ICAEW members David Lai, Head of Tax Advisory and Tan Chin Teck, Executive Director, Tax, at BDO agreed that the re-tabled Budget improves the ecosystem for SMEs but advise caution. “While the one-off grant of RM1,000 for SMEs has been removed, the government has promised, for now, to maintain electricity tariffs and offer funding in areas where many SMEs lag behind larger corporations; automation and infrastructure. While these proposals are promising, they may not have a significant enough impact, and there is still a lot of work to be done, especially in addressing labour shortages and higher hiring costs.”
As the first platform to articulate the ‘Malaysia Madani’ concept in economic terms, Budget 2023 also seeks to provide measurable reforms and solutions to long-standing issues that have hindered economic progress and development via the introduction of new corporate frameworks and policies.
Commenting on this, Lai and Tan said, “This emphasis on transparency and accountability is a welcome change and it is encouraging to see a clear commitment to reform.
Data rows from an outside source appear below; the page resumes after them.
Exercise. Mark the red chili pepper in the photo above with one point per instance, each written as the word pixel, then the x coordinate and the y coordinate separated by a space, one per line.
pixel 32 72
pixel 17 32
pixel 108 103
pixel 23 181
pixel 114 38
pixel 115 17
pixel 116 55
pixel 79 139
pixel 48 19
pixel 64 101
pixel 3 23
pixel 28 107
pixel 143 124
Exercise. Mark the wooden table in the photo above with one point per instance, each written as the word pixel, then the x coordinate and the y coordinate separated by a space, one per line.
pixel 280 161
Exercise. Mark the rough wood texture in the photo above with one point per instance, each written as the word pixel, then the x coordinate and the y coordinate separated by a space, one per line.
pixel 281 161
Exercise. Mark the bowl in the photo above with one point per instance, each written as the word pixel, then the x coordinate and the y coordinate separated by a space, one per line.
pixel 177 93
It is important that necessary measures are implemented, such as whistleblowing policies, ESG, and Tax Corporate Governance Framework. The government should consider making compliance with these standards mandatory, which in turn, should help restore investors’ confidence in GLCs and increase foreign direct investments.
Lai and Tan also said that they were anticipating more proposals to improve Malaysia’s image as a preferred investment destination. “It would be appreciated if policies were implemented to reduce bureaucracy and transaction costs. For example, many international businesses are concerned about the strict implementation of tax on foreign source income due to excessive paperwork and potential double taxation.
“In addition, we suggest carefully studying the implications of the new Luxury Goods Tax and proposed Capital Gains Tax to ensure they do not adversely affect investment and businesses. If the scope of these taxes is too broad, Malaysia may suffer from being less competitive compared to its neighbouring countries.”
“While the government’s plans to expand and upgrade the international airports in Penang and Kuala Lumpur are commendable, the High-Speed Rails from KL to Singapore and Bangkok are equally important infrastructure development projects. These could have been included in the Budget 2023 to create new opportunities for trade and enhance the country’s economic growth,” Lai and Tan added.
David Lim added that looking forward, the Government’s announcement of the upcoming New Industry Master Plan 2030, the Fiscal Responsibility Act to ensure better management of the economy and the Government Procurement Act to improve transparency are three major templates which will also enable Malaysia to better compete with other ASEAN members.
ICAEW believes that chartered accountancy can be a force for positive change. By sharing insight, expertise and understanding, the professional organisation hopes to continue helping create sustainable economies and a better future for all.